MOJOK.CO – Acara malam Munajat 212 penuh kontroversi. Acara doa bersama ini dituduh hanya kampanye belaka untuk mendukung pasangan Prabowo dan Sandiaga Uno.
“Alih-alih berdoa, kegiatan ini seperti mobilisasi massa, tapi dalam versi santun mendukung Prabowo. Jelas ini bukan untuk kepentingan agama dan umat, tapi politik praktis,” kata Wasisto Raharjo Jati, peneliti gerakan politik dari Lembaga Ilmu Pengetahuan Indonesia (LIPI), kepada reporter Tirto.
Yang dipertanyakan oleh Wasisto di atas adalah tujuan sebenarnya dari acara Munajat 212 yang diadakan di Monas pada Kamis (21/2). Acara yang terselenggara berkat “saran” dari Iman Besar FPI, Habib Rizieq Shihab tersebut memang menuai banyak kontroversi.
Selain soal dituduh memuat politik praktis, malam Munajat 212 juga diwarnai oleh kekerasan kepada peliput acara.
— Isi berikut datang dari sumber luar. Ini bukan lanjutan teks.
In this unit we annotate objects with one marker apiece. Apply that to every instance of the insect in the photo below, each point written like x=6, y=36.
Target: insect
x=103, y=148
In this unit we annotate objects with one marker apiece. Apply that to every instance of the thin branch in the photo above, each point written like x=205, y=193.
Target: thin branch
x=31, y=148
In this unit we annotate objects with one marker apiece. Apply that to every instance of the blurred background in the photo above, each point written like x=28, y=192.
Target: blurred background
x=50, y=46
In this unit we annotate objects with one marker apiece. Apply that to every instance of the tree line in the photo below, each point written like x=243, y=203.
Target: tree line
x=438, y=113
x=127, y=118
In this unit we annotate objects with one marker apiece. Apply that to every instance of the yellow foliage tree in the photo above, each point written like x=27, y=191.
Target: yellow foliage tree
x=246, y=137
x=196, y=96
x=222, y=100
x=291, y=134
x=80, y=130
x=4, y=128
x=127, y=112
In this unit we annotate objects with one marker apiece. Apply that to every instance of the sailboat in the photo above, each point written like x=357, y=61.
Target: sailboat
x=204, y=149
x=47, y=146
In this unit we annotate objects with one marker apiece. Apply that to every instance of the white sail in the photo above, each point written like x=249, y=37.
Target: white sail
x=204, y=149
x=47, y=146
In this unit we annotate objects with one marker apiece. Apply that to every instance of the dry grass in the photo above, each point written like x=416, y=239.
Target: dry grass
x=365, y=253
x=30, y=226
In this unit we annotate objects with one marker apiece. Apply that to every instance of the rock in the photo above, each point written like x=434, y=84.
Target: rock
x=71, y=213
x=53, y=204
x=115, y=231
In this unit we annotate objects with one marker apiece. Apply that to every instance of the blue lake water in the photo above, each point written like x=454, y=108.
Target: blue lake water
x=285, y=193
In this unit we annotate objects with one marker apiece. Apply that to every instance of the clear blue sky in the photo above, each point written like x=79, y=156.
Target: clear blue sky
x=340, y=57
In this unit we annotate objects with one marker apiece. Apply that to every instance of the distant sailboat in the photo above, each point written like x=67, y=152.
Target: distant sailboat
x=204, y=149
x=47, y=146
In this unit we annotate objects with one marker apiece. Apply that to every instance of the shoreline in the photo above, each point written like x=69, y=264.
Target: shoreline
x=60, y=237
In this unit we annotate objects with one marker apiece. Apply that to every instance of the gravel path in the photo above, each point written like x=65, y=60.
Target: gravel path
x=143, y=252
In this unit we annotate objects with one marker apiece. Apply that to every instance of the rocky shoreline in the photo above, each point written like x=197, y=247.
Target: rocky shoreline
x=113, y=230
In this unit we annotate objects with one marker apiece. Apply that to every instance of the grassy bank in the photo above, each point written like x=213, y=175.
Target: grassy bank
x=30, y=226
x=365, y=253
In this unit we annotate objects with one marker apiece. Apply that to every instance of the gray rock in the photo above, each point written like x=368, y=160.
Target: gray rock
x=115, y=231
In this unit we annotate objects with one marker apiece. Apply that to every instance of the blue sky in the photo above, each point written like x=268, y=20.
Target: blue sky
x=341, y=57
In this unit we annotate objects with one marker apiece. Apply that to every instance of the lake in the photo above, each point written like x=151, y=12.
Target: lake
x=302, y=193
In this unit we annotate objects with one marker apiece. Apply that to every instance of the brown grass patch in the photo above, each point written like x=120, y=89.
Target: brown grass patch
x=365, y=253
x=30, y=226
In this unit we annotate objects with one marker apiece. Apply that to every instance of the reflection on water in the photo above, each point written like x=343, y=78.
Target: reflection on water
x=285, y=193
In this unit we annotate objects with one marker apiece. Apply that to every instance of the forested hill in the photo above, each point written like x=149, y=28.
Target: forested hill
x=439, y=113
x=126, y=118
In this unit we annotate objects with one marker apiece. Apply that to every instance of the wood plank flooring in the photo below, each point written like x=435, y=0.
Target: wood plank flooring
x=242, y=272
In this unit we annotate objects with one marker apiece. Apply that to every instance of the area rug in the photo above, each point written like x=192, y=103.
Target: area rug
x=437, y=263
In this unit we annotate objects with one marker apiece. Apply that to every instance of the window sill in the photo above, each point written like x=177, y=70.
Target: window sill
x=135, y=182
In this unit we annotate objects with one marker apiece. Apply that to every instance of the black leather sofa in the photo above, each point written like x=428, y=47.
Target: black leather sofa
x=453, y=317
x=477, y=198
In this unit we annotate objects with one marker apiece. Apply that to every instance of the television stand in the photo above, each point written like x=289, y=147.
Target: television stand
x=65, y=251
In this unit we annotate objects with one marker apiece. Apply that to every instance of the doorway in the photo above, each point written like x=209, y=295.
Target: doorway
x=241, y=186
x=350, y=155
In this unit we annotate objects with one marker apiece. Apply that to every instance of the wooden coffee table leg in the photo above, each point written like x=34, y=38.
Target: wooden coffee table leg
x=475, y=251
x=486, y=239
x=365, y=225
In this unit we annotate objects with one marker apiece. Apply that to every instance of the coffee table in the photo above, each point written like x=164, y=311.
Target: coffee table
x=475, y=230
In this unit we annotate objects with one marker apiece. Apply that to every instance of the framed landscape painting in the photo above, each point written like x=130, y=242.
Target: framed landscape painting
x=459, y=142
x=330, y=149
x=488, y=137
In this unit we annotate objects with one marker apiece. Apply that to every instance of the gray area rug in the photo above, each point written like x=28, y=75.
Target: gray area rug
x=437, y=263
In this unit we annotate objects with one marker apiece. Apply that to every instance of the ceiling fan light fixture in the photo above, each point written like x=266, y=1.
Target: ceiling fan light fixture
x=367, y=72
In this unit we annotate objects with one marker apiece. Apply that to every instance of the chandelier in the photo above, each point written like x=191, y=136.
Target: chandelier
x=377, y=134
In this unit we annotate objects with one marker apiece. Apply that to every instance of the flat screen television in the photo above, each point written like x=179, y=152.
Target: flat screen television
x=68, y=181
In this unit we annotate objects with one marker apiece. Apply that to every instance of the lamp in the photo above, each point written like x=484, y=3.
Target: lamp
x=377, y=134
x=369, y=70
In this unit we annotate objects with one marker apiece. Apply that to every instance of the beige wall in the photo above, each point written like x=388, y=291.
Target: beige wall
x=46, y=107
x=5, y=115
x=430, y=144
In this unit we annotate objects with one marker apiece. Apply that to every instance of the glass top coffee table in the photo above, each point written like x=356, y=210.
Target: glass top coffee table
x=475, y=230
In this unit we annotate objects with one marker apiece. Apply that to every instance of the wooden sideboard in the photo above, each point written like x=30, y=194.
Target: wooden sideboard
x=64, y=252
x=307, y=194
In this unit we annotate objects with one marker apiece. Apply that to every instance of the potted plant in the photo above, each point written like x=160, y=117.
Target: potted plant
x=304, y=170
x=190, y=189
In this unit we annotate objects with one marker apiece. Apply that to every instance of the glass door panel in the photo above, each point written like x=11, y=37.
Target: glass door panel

Sejumlah jurnalis menjadi korban kekerasan dan intimidasi massa yang menggunakan atribut Front Pembela Islam (FPI) saat kegiatan Munajat 212. Kronologisnya bisa kamu baca di sini.
Aliansi Jurnalis Independen (AJI) Jakarta mengutuk aksi kekerasan dan intimidasi massa terhadap jurnalis yang sedang bekerja.
“Kami menilai tindakan laskar FPI menghapus rekaman video maupun foto dari kamera jurnalis CNN Indonesia TV dan Detik.com adalah perbuatan melawan hukum. Mereka telah menghalang-halangi kerja jurnalis untuk memenuhi hak publik dalam memperoleh informasi,” tulis AJI Jakarta dalam keterangan tertulis.
Kembali ke tuduhan politik praktis.
Bawaslu sendiri dikabarkan tengah mengkaji ada-tidaknya unsur kampanye di malam Munajat 212. Beberapa fakta di lapangan yang membuat acara Munajat 212 ini dituduh sebagai ajang kampanye adalah ketika Ketua MPR Zulkifli Hasan berpidato.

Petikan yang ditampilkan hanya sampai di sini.